It's always good to see the plight of the Taiwan white dolphins receiving coverage in the media. Yesterday, the Taipei Times ran an article titled Taiwanese white dolphins face extinction: activists. While the article does give a brief picture of the plight of the dolphins, it unfortunately contains several errors. Regrettably, these errors seem to be made time and time again despite previous letters of correction for similar articles to the newspaper.
What follows are corrections and some comment on the Taipei Times article. The title of the article, Taiwanese white dolphins face extinction: activists is indeed correct but it should be noted that it's not just "activists" that are saying that the dolphins face extinction.
The threat of extinction to the dolphins is based on published peer reviewed scientific studies and reports. Examples of such publications are the 2004 and 2007 international workshop reports. A list of links to several published papers can be viewed here.
In the article the dolphins are referred to as Taiwan white dolphins. This is indeed one of the common English names given to the dolphins and is also a direct translation of the Hanji [Mandarin] common name. However, these dolphins are more commonly called Taiwan pink dolphins here. The article goes on to say that the dolphins are "known as Indo-Pacific humpback dolphins, a species listed by the International Union for Conservation of Nature [IUCN] as 'critically endangered' in 2008; now stands at only between 60 and 90 off the west coast." This sentence is incorrect. The Taiwan white [pink] dolphins are a unique Taiwan population of Indo-Pacific humpback dolphin. Indo-Pacific humpback dolphin (Sousa chinensis) are a species of dolphin the inhabit coastal waters from the southeast African coast through the Indian and Pacific oceans to southeast China and Taiwan and down to Australia. The species of Indo-Pacific humpback dolphin is not listed as critically endangered by the IUCN but rather as near threatened. Only the unique Eastern Taiwan Strait population commonly called the Taiwan pink dolphins is listed as critically endangered.

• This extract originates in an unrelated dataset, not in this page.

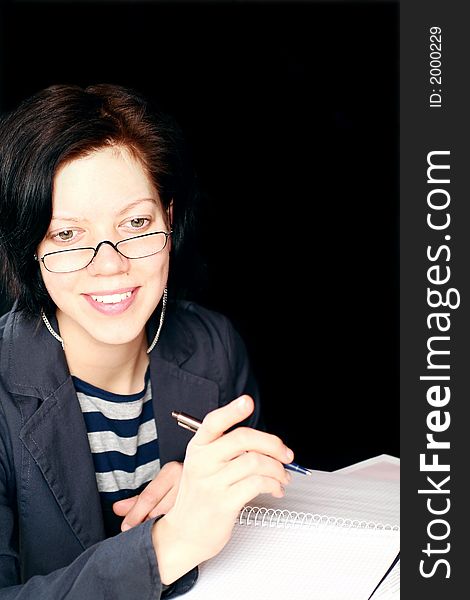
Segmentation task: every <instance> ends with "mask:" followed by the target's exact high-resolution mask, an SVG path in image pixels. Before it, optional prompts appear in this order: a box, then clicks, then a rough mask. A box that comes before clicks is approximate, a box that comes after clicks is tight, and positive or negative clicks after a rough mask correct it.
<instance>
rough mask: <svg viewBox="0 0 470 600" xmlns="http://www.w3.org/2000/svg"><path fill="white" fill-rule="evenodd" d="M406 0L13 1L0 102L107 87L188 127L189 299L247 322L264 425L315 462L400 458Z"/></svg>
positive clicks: (239, 319)
mask: <svg viewBox="0 0 470 600" xmlns="http://www.w3.org/2000/svg"><path fill="white" fill-rule="evenodd" d="M398 16H399V15H398V3H396V2H365V3H355V2H348V3H342V2H328V3H316V2H301V3H295V2H278V3H268V2H261V3H253V2H252V3H233V2H212V3H199V2H191V3H181V2H173V3H169V4H165V3H161V2H144V3H138V2H133V3H128V2H118V3H112V2H103V3H98V2H91V3H86V2H85V3H59V2H55V3H46V2H41V1H37V2H32V3H27V2H9V3H8V2H5V3H4V4H3V8H2V13H1V17H2V19H1V27H2V31H1V59H2V64H1V72H0V77H1V79H0V83H1V92H0V93H1V97H0V101H1V108H2V110H6V109H9V108H12V107H13V106H14V105H15V104H16V103H17V102H18V101H19V100H21V99H22V98H23V97H25V96H27V95H29V94H31V93H33V92H35V91H36V90H38V89H40V88H43V87H45V86H47V85H50V84H53V83H78V84H82V85H87V84H90V83H95V82H101V81H106V82H112V83H119V84H122V85H129V86H133V87H135V88H137V89H138V90H140V91H142V92H144V93H146V94H148V95H149V96H152V97H154V98H156V99H157V100H158V101H159V103H160V104H161V105H162V106H163V107H164V108H165V109H167V110H168V111H170V112H171V113H172V114H173V115H174V116H175V117H176V118H177V120H178V121H179V123H180V125H181V126H182V128H183V130H184V132H185V134H186V136H187V139H188V141H189V144H190V146H191V148H192V152H193V155H194V160H195V165H196V169H197V172H198V174H199V178H200V181H201V185H202V189H203V191H204V192H205V196H204V197H205V201H204V204H203V227H202V229H201V238H200V247H201V250H202V252H203V254H204V256H205V260H206V262H207V265H208V281H207V286H206V287H205V288H204V289H199V290H197V291H195V293H194V297H195V299H196V300H199V301H201V302H203V303H204V304H205V305H207V306H209V307H211V308H214V309H217V310H220V311H221V312H223V313H225V314H227V315H228V316H229V317H230V318H231V319H232V321H233V322H234V324H235V325H236V327H237V328H238V329H239V331H240V332H241V333H242V335H243V337H244V339H245V341H246V343H247V346H248V350H249V353H250V356H251V358H252V362H253V366H254V369H255V372H256V374H257V376H258V380H259V382H260V387H261V391H262V399H263V405H264V409H265V415H266V421H267V424H268V426H269V428H270V430H272V431H273V432H275V433H278V434H280V435H281V436H282V437H283V438H284V439H285V441H286V442H287V443H288V444H289V445H290V446H291V447H292V448H293V449H294V450H295V451H296V460H297V461H298V462H300V463H301V464H305V465H306V466H308V467H311V468H317V469H325V470H330V469H336V468H339V467H342V466H345V465H347V464H350V463H353V462H356V461H358V460H362V459H365V458H368V457H369V456H374V455H376V454H381V453H389V454H392V455H395V456H399V390H398V380H399V376H398V314H399V310H398V243H399V239H398V217H399V214H398V212H399V211H398V206H399V202H398V193H399V192H398V170H399V169H398V137H399V136H398V131H399V126H398V118H399V110H398V92H399V89H398V87H399V86H398V79H399V77H398V75H399V54H398V39H399V36H398Z"/></svg>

The article quotes Gan Chen-yi (¥Ì®f©y), secretary of the Matsu's Fish Conservation Union as saying "the Taiwanese white dolphin might become extinct within 10 years if industrial development near the estuary of the Jhuoshuei River is not halted." This looks to be almost certainly a case of something being lost in translation. The use of the word "might" undermines the seriousness of the situation. The IUCN has seen fit place these dolphins on the critically endangered list; just one step away from extinction. These dolphins will certainly become functionally extinct within the next decade unless aggressive measures are taken to save them.

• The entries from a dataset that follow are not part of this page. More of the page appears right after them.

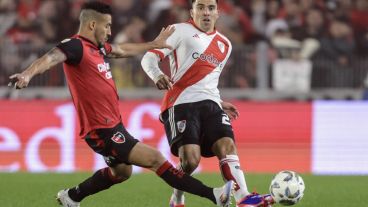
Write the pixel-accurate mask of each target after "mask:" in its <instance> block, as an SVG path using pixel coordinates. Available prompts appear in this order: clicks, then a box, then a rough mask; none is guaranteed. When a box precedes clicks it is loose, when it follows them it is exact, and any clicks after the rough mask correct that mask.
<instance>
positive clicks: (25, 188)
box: [0, 173, 368, 207]
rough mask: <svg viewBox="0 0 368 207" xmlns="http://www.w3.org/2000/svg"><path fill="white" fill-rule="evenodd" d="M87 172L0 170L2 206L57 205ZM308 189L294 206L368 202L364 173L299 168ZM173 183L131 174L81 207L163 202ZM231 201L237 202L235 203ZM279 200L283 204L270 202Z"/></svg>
mask: <svg viewBox="0 0 368 207" xmlns="http://www.w3.org/2000/svg"><path fill="white" fill-rule="evenodd" d="M90 175H91V173H72V174H53V173H51V174H43V173H41V174H29V173H0V206H1V207H44V206H47V207H50V206H58V205H57V203H56V201H55V194H56V192H57V191H58V190H60V189H63V188H65V187H70V186H74V185H75V184H77V183H79V182H80V181H82V180H84V179H85V178H87V177H88V176H90ZM195 177H197V178H199V179H200V180H202V181H203V182H204V183H206V184H208V185H210V186H220V185H222V183H223V182H222V179H221V176H220V175H219V174H197V175H195ZM302 177H303V179H304V182H305V185H306V190H305V194H304V198H303V199H302V200H301V202H300V203H298V204H297V205H295V206H296V207H363V206H368V176H312V175H307V174H302ZM271 178H272V175H271V174H249V175H246V180H247V184H248V187H249V190H251V191H252V190H257V191H258V192H259V193H265V192H267V191H268V186H269V183H270V181H271ZM170 194H171V188H170V187H169V186H168V185H166V184H165V183H164V182H163V181H162V180H161V179H160V178H158V177H156V176H155V175H154V174H153V173H144V174H135V175H133V176H132V177H131V179H129V180H128V181H126V182H124V183H122V184H119V185H115V186H113V187H111V188H110V189H109V190H106V191H103V192H100V193H98V194H96V195H94V196H90V197H88V198H86V199H85V200H84V201H83V202H82V205H81V206H84V207H105V206H108V207H140V206H145V207H167V206H168V200H169V196H170ZM186 206H188V207H209V206H214V205H213V204H212V203H211V202H209V201H207V200H206V199H203V198H199V197H196V196H192V195H187V196H186ZM232 206H235V205H234V204H233V205H232ZM274 206H281V205H274Z"/></svg>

The article is also misleading in claiming that it was previously believed that there were "approximately 200 of the mammals about 3km to 5km off the west coast between Miaoli and Tainan counties between 2004 and 2006" and that the "number had fallen to no more than 100 by 2007, indicating that various industrial and harbor development projects along the western coastline have seriously polluted the dolphin's natural habitat."

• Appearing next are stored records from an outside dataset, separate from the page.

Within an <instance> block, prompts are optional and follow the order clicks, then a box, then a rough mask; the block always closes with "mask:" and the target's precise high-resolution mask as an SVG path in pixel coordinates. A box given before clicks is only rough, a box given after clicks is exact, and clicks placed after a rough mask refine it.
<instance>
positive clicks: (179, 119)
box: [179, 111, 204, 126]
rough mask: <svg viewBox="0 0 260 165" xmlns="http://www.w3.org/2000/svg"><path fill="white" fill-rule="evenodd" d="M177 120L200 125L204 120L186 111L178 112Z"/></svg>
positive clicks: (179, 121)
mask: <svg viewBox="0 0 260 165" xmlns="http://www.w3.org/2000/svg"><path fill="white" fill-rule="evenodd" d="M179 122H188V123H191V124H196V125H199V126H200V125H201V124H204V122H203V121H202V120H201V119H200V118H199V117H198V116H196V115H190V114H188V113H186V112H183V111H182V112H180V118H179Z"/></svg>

The unique population of Taiwan pink dolphin was only discovered in 2002. Researchers began studying them and based on the limited data available from the initial research done, best estimates were that the population could total a maximum of 200 individuals. However, as more data was collected estimates could be refined and it became clear that the population totals less than a hundred individuals at best and in all likelihood is around 70 individuals. The estimate range is between 60-90 animals. A number of clear threats to the dolphins were identified and the results of these threats to date are almost certainly why the population is in such trouble. The major threats to the dolphins are:
- by-catch in fishing gear;
- reclamation of estuarine and coastal regions for industrial purposes;
- diversion and extraction of freshwater from major river systems of western Taiwan;
- release of industrial, agricultural and municipal effluent into rivers and coastal waters;
- noise and disturbance associated with construction, shipping and military activities.
It should be noted that the information given on the life cycle of the dolphins is largely based on general research of the species and may not necessarily fit the unique population of Taiwan pink dolphins. From observations of a known female member of the Taiwan population, her reproduction rate showed a five year period between calves. Data appears to indicate that reproduction amongst the Taiwan pink dolphins is extremely slow and limited. A sure indication that this population is unable to sustain itself and is firmly on the path to extinction unless aggressive measures are taken to allow the population to try and recover.